Por primera vez desde nuestra llegada a la casa, Judith y yo estábamos solos en un mismo lugar. La miré. Deslicé la mano por encima de la mesa, le cogí los dedos corazón y anular entre mi pulgar y mi dedo índice, y tiré suavemente de su mano.-Marc... -Dejó el cigarrillo en el cenicero, suspiró hondo, lanzó una ojeada hacia fuera y me miró-. No sé, Marc... No sé si...-Podemos ir a dar un paseo. O a la playa, en mi coche. No le solté los dedos. Acaricié el dorso de su mano. "Podría llevarla a alguna parte", pensé. No a la playa, sino hacia las colinas, por una de las muchas carreteritas tortuosas de arena que había a lo largo de la costa. Recordaba un aparcamiento casi desierto en un claro del bosque. Desde allí habíamos tardado más de una hora en alcanzar a pie una de las calas de Ralph. Pero no teníamos por qué ir hasta la playa. El aparcamiento ya bastaba.

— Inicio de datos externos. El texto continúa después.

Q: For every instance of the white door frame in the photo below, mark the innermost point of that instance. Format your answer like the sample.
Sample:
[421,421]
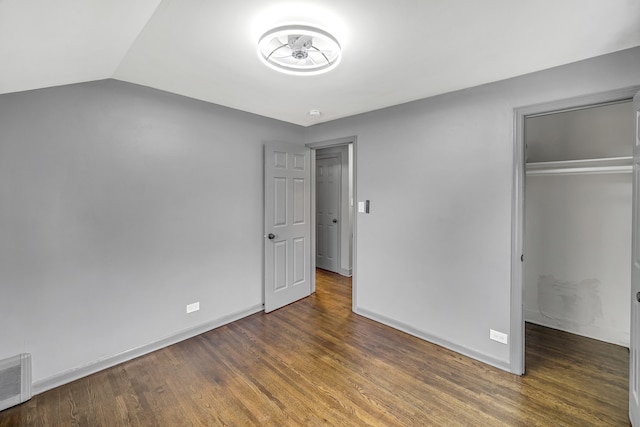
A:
[517,346]
[326,144]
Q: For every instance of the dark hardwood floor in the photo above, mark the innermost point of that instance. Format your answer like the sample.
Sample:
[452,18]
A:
[314,362]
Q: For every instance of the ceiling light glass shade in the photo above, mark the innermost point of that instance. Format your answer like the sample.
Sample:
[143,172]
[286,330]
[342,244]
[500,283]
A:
[299,49]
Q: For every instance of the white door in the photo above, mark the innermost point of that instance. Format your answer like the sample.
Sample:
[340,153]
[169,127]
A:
[328,183]
[634,346]
[287,224]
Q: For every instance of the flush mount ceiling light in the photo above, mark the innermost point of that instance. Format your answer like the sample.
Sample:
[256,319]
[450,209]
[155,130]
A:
[299,49]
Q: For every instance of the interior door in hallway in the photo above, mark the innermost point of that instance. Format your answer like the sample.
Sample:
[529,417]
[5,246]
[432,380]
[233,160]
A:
[287,224]
[328,185]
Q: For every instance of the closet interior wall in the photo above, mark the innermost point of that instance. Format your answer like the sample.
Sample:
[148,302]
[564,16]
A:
[578,221]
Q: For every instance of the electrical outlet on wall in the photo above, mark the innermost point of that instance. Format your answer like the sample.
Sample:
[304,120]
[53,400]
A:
[498,336]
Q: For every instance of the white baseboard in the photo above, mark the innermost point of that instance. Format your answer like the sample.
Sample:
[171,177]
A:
[348,272]
[99,365]
[500,364]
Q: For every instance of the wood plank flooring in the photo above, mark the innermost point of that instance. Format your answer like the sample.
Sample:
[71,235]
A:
[314,362]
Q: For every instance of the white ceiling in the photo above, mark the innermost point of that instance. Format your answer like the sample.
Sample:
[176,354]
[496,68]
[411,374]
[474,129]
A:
[394,51]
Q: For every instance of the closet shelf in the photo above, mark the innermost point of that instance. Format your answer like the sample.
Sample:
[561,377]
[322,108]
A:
[581,167]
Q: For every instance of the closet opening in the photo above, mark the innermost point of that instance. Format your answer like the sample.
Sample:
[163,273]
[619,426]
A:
[577,220]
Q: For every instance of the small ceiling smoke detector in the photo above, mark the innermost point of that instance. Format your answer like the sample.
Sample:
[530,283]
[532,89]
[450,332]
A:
[299,49]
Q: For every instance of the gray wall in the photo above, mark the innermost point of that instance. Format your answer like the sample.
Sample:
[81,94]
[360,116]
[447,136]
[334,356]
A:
[119,205]
[434,255]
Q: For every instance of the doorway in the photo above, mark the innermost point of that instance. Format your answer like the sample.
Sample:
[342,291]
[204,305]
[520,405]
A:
[578,199]
[334,209]
[342,151]
[519,256]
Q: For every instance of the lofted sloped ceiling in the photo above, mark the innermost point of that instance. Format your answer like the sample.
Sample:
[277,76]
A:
[394,51]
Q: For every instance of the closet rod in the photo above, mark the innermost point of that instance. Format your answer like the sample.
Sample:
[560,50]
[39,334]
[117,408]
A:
[609,165]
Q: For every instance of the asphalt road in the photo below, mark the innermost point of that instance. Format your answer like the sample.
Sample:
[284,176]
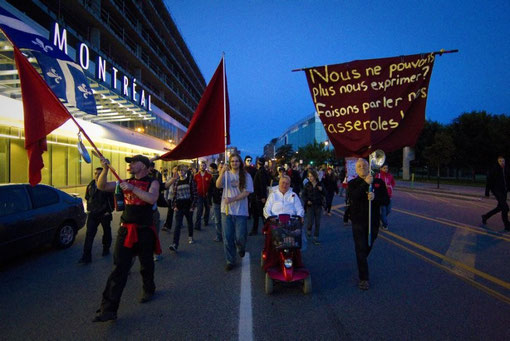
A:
[435,275]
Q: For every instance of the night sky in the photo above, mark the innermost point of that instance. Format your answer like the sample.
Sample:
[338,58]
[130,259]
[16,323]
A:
[264,40]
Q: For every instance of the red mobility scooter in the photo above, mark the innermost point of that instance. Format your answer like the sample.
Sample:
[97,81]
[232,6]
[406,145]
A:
[281,256]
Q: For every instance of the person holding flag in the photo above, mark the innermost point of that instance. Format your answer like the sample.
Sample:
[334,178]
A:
[136,237]
[359,195]
[237,185]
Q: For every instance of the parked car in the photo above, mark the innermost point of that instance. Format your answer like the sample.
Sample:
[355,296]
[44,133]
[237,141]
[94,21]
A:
[35,216]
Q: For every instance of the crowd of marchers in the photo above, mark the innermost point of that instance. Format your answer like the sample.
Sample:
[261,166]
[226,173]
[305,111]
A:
[228,195]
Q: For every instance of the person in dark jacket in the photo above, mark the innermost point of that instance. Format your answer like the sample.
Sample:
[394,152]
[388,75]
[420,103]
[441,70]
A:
[99,206]
[185,198]
[314,195]
[359,196]
[330,183]
[214,196]
[498,182]
[260,183]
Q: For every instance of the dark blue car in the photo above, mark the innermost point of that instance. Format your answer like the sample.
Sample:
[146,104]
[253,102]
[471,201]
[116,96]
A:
[35,216]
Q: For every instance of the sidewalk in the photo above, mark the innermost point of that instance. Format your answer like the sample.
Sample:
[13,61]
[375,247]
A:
[445,190]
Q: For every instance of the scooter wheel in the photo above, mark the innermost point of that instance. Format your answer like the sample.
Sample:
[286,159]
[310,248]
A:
[307,285]
[269,284]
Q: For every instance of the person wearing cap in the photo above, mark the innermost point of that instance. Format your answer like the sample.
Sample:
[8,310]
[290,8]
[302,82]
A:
[136,236]
[237,185]
[202,180]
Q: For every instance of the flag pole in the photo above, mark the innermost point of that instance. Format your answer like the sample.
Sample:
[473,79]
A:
[225,126]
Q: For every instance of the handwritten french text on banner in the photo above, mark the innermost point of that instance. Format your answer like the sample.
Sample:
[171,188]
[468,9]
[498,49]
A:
[372,104]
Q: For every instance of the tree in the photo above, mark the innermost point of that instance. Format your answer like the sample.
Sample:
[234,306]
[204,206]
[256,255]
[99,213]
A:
[440,152]
[316,153]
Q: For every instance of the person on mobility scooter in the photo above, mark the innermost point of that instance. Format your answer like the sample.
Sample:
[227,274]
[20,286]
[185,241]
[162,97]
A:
[283,232]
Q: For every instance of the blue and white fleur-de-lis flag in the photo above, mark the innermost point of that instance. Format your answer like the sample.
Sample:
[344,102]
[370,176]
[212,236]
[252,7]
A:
[64,76]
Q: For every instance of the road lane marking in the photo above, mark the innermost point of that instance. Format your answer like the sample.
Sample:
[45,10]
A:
[461,248]
[457,225]
[245,309]
[482,287]
[454,262]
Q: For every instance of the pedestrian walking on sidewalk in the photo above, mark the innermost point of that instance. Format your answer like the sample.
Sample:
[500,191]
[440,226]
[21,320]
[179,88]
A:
[314,199]
[498,182]
[185,197]
[99,206]
[389,181]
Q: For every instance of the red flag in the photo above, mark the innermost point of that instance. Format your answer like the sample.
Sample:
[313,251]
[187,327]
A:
[43,113]
[366,105]
[206,132]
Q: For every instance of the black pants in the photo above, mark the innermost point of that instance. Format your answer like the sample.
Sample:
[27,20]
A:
[258,207]
[123,260]
[360,235]
[93,222]
[502,207]
[169,217]
[184,211]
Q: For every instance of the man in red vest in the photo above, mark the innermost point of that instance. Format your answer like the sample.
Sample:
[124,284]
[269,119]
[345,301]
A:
[203,180]
[136,237]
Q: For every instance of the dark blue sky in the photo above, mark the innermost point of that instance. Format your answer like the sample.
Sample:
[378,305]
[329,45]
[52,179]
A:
[264,40]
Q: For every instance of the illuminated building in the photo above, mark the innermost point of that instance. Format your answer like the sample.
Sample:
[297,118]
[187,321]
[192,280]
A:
[145,82]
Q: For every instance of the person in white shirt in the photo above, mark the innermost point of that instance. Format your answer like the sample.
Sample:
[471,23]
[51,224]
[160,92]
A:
[237,184]
[283,200]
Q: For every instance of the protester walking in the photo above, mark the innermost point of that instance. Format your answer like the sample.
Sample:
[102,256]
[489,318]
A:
[203,181]
[498,182]
[185,197]
[314,195]
[99,206]
[136,236]
[360,195]
[237,185]
[389,181]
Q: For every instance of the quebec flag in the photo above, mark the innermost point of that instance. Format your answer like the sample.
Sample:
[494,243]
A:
[64,76]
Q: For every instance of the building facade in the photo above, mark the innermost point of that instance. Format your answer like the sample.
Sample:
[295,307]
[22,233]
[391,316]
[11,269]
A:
[144,79]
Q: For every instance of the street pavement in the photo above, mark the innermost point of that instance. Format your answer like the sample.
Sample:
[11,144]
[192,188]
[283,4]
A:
[436,274]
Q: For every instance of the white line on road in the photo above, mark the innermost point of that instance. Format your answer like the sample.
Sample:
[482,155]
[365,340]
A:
[245,312]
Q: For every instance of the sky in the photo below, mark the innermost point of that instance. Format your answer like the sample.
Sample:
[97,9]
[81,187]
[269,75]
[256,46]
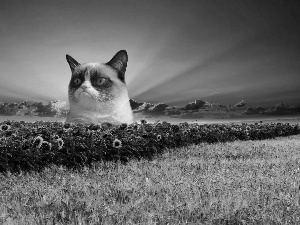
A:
[178,50]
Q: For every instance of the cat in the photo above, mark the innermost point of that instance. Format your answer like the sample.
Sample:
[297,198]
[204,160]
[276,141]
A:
[98,92]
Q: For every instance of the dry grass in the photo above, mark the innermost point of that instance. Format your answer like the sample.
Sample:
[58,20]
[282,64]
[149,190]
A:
[243,182]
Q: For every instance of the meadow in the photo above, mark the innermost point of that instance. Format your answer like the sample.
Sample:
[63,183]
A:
[213,174]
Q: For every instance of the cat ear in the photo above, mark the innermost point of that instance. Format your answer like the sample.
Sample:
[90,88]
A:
[119,61]
[72,62]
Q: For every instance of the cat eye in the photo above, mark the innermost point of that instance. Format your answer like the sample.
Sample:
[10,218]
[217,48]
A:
[101,81]
[77,81]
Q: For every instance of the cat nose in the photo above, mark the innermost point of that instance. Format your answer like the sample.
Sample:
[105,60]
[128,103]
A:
[84,86]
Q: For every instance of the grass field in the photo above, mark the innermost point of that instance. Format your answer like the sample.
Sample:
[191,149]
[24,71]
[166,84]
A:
[241,182]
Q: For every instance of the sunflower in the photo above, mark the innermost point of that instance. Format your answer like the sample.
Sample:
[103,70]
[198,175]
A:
[117,143]
[38,141]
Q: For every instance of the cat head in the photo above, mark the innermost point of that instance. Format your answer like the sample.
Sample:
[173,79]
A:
[96,83]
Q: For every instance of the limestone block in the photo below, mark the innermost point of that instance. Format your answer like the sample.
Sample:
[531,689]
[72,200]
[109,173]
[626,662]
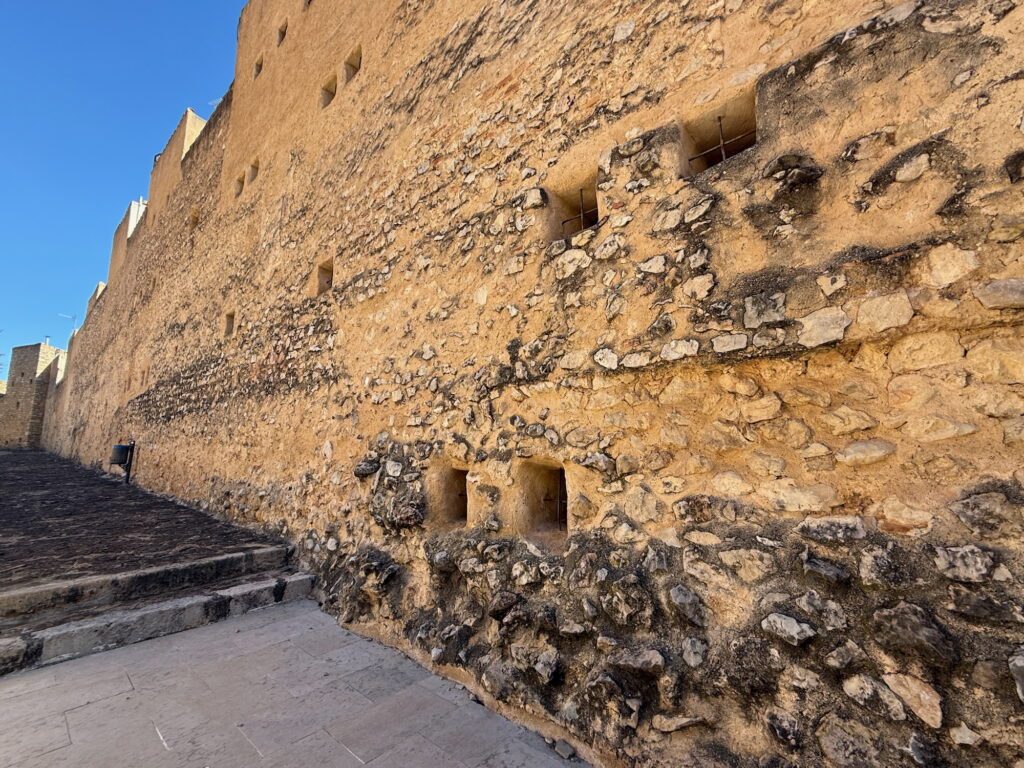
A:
[882,312]
[823,327]
[997,360]
[925,350]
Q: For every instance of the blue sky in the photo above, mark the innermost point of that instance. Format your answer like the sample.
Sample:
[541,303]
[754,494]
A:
[89,93]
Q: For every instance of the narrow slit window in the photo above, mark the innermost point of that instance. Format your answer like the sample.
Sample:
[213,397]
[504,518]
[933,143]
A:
[325,276]
[716,137]
[572,208]
[547,503]
[353,64]
[453,497]
[329,90]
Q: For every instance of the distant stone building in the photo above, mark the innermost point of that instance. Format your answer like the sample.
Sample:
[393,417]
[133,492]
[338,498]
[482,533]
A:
[24,397]
[653,368]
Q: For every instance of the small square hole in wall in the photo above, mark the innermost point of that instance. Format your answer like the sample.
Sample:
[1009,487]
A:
[572,207]
[329,90]
[353,64]
[453,497]
[546,499]
[722,134]
[325,276]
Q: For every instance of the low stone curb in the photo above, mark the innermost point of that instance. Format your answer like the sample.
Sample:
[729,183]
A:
[120,628]
[109,589]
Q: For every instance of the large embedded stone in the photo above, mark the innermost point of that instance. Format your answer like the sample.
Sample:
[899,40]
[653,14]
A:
[845,420]
[794,632]
[895,516]
[760,410]
[882,312]
[847,743]
[985,514]
[1016,663]
[919,696]
[784,495]
[823,327]
[873,696]
[997,360]
[647,662]
[750,564]
[688,604]
[862,453]
[836,529]
[367,467]
[763,308]
[909,629]
[925,350]
[969,563]
[947,263]
[1001,294]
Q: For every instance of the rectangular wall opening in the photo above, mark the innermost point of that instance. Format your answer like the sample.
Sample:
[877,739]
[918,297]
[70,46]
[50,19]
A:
[324,278]
[572,207]
[329,90]
[721,134]
[546,497]
[353,64]
[453,497]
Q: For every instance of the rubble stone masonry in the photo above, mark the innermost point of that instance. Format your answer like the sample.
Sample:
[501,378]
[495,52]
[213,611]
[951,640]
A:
[698,462]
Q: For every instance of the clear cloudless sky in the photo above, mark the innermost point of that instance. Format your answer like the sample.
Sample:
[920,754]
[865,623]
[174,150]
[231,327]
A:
[90,90]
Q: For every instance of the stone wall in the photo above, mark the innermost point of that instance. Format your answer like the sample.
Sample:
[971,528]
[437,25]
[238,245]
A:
[732,477]
[24,402]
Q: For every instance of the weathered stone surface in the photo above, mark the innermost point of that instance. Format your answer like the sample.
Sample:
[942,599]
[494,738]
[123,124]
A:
[919,696]
[823,327]
[947,263]
[909,629]
[785,495]
[1001,294]
[793,631]
[882,312]
[968,563]
[862,453]
[925,350]
[997,360]
[833,529]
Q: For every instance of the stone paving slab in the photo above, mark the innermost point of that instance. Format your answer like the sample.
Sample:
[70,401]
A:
[280,687]
[60,521]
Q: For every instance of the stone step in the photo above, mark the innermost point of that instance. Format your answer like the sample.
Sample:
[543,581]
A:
[117,628]
[111,589]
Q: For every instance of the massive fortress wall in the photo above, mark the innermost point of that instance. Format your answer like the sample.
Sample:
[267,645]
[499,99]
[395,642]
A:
[732,476]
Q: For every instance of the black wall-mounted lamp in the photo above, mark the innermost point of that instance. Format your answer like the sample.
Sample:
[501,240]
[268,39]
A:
[123,456]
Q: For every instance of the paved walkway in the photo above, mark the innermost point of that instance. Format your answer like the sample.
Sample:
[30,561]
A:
[283,687]
[59,521]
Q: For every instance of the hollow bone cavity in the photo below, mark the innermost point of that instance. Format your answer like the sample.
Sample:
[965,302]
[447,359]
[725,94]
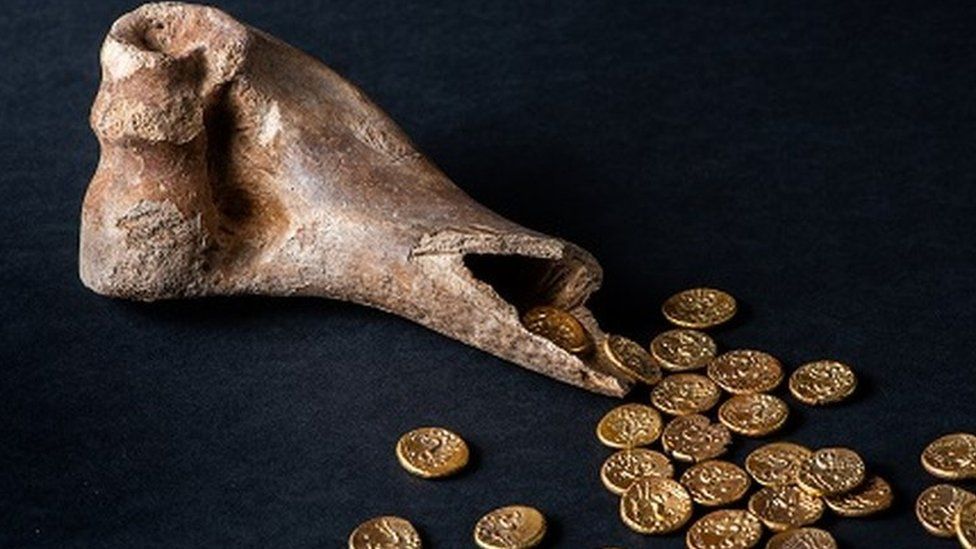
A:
[232,163]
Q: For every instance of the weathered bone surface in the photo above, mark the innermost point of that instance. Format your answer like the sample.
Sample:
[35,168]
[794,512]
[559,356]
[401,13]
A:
[232,163]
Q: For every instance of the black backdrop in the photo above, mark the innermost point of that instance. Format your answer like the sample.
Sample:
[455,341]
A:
[816,160]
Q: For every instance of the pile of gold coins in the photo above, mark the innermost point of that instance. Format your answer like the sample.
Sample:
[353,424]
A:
[708,399]
[435,452]
[795,484]
[946,510]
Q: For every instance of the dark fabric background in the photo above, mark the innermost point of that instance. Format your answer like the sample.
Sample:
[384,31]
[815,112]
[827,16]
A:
[815,159]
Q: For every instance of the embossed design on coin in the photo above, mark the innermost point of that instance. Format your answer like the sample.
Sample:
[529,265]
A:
[802,538]
[831,471]
[681,349]
[937,507]
[511,527]
[621,469]
[558,326]
[951,457]
[872,496]
[682,394]
[699,308]
[725,529]
[385,533]
[784,507]
[715,483]
[776,464]
[965,525]
[745,371]
[822,382]
[655,506]
[432,452]
[695,438]
[630,359]
[629,425]
[754,414]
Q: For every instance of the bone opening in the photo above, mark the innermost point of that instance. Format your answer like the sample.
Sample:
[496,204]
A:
[522,281]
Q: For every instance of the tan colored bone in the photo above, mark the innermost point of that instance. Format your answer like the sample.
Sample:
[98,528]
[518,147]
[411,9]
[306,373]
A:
[232,163]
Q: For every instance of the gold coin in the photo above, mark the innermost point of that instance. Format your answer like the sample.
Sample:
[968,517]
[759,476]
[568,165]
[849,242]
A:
[558,326]
[432,452]
[872,496]
[681,349]
[725,529]
[629,425]
[655,506]
[511,527]
[831,471]
[621,469]
[631,359]
[699,308]
[386,532]
[822,382]
[682,394]
[776,464]
[784,507]
[966,525]
[695,438]
[754,414]
[715,483]
[951,457]
[937,507]
[746,371]
[802,538]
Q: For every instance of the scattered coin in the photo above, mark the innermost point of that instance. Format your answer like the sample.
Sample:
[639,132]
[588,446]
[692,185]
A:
[432,452]
[682,349]
[746,371]
[725,529]
[753,414]
[695,438]
[951,457]
[822,382]
[831,471]
[387,532]
[966,525]
[558,326]
[699,308]
[802,538]
[784,507]
[655,506]
[629,425]
[776,464]
[511,527]
[631,359]
[682,394]
[937,507]
[872,496]
[621,469]
[715,483]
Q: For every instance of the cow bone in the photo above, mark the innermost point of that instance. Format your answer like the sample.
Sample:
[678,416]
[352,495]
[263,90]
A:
[232,163]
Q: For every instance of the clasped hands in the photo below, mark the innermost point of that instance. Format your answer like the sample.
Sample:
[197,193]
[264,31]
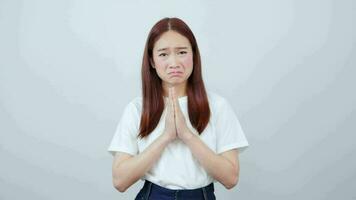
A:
[175,125]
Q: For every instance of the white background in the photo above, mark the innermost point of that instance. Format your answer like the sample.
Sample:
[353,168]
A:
[68,68]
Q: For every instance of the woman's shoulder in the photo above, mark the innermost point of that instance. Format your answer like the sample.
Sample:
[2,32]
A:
[135,103]
[215,99]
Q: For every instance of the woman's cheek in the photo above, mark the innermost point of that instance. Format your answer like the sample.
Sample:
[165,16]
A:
[188,61]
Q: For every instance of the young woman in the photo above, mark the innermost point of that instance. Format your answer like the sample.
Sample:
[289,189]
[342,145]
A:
[178,137]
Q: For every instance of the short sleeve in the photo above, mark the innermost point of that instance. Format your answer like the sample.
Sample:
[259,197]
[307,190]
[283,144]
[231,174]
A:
[229,131]
[125,137]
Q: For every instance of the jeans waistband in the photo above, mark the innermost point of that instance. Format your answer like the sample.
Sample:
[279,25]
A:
[154,186]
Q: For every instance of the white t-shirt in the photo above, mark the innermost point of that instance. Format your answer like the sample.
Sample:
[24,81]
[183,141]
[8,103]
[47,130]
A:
[177,168]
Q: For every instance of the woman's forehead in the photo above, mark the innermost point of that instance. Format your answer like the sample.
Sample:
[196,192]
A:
[171,40]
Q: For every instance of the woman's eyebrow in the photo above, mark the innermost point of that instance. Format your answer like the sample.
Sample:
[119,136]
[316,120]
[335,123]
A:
[166,48]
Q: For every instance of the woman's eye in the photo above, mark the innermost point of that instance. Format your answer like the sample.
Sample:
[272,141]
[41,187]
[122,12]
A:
[182,52]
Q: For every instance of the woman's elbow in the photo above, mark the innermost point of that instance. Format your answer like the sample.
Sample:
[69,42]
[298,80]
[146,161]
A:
[119,185]
[233,180]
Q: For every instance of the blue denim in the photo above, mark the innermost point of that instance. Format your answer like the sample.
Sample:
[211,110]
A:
[151,191]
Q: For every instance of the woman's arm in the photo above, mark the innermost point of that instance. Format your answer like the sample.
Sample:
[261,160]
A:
[223,167]
[128,169]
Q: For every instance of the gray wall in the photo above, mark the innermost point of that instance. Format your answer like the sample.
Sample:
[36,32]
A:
[67,69]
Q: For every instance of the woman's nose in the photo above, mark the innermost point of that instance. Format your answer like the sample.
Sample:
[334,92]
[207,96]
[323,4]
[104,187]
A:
[173,62]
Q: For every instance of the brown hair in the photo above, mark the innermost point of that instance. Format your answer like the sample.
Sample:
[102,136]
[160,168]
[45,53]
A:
[152,91]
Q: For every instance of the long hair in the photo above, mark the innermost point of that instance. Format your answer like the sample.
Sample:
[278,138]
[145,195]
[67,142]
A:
[152,91]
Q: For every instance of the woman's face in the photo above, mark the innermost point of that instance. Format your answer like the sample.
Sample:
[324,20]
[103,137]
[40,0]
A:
[173,58]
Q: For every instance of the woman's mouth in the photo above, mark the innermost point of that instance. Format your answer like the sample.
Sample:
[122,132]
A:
[175,73]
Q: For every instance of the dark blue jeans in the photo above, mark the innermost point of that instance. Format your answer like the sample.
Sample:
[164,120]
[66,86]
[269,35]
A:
[151,191]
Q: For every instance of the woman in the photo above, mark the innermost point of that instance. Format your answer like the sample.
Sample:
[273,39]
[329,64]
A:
[177,137]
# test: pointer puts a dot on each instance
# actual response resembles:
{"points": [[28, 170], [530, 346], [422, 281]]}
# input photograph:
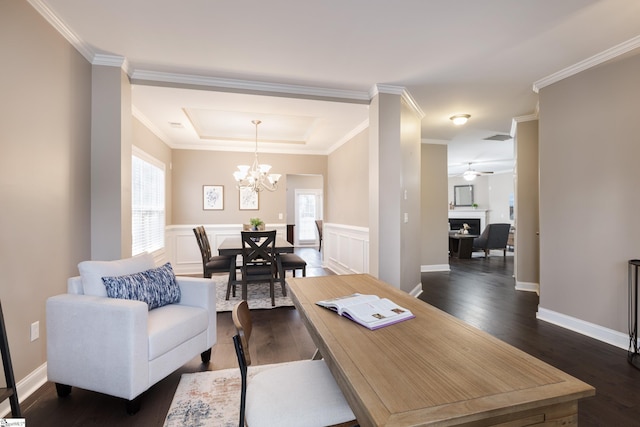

El autor maneja bien el ritmo de la trama; el lector se pasa la mitad de la novela temiendo lo que se insinúa para que cuando los acontecimientos se precipitan y se produce el clímax se quede perplejo por lo inesperado. La evolución moral del protagonista, sobre todo, nos deja, por así decirlo, ante dilemas éticos que no sospechábamos. Estos constituyen, para mí, el valor de la novela: asumimos el comportamiento del protagonista, lo repudiamos, nos quedamos solo con aquellos que nos haría sentir mejor. En definitiva, reflexionamos sobre nosotros: vida, muerte, sexo, cónyuge, prole, culpa, respeto, inocencia.

Asimismo, me parece que la traductora, Maria Rosich, ha hecho un buen trabajo. Al menos, la versión en español ofrece un texto fluido que refleja las reflexiones de un hombre de ciencias (recordemos que Marc, el protagonista es médico), con un sesgo analítico, que no frío, pero con intención de minuciosidad. Las caracterizaciones de los personajes resultan acertadas, tanto en la descripción de sus acciones como en los diálogos, ofreciendo toda una galería de personajes que si bien, por un lado, son tipos, por otro también resultan humanos. Convincentes, en definitiva.

Solo me atrevería a poner un pero: hay en la estructura de la novela un recurso con el que el autor consigue construir la sorpresa final, también provocar la catarsis, en el lector. Es posible que pudiera llamarse a eso manipulación, quizá truco. No sé cómo lo verán Vds. Ya me cuentan.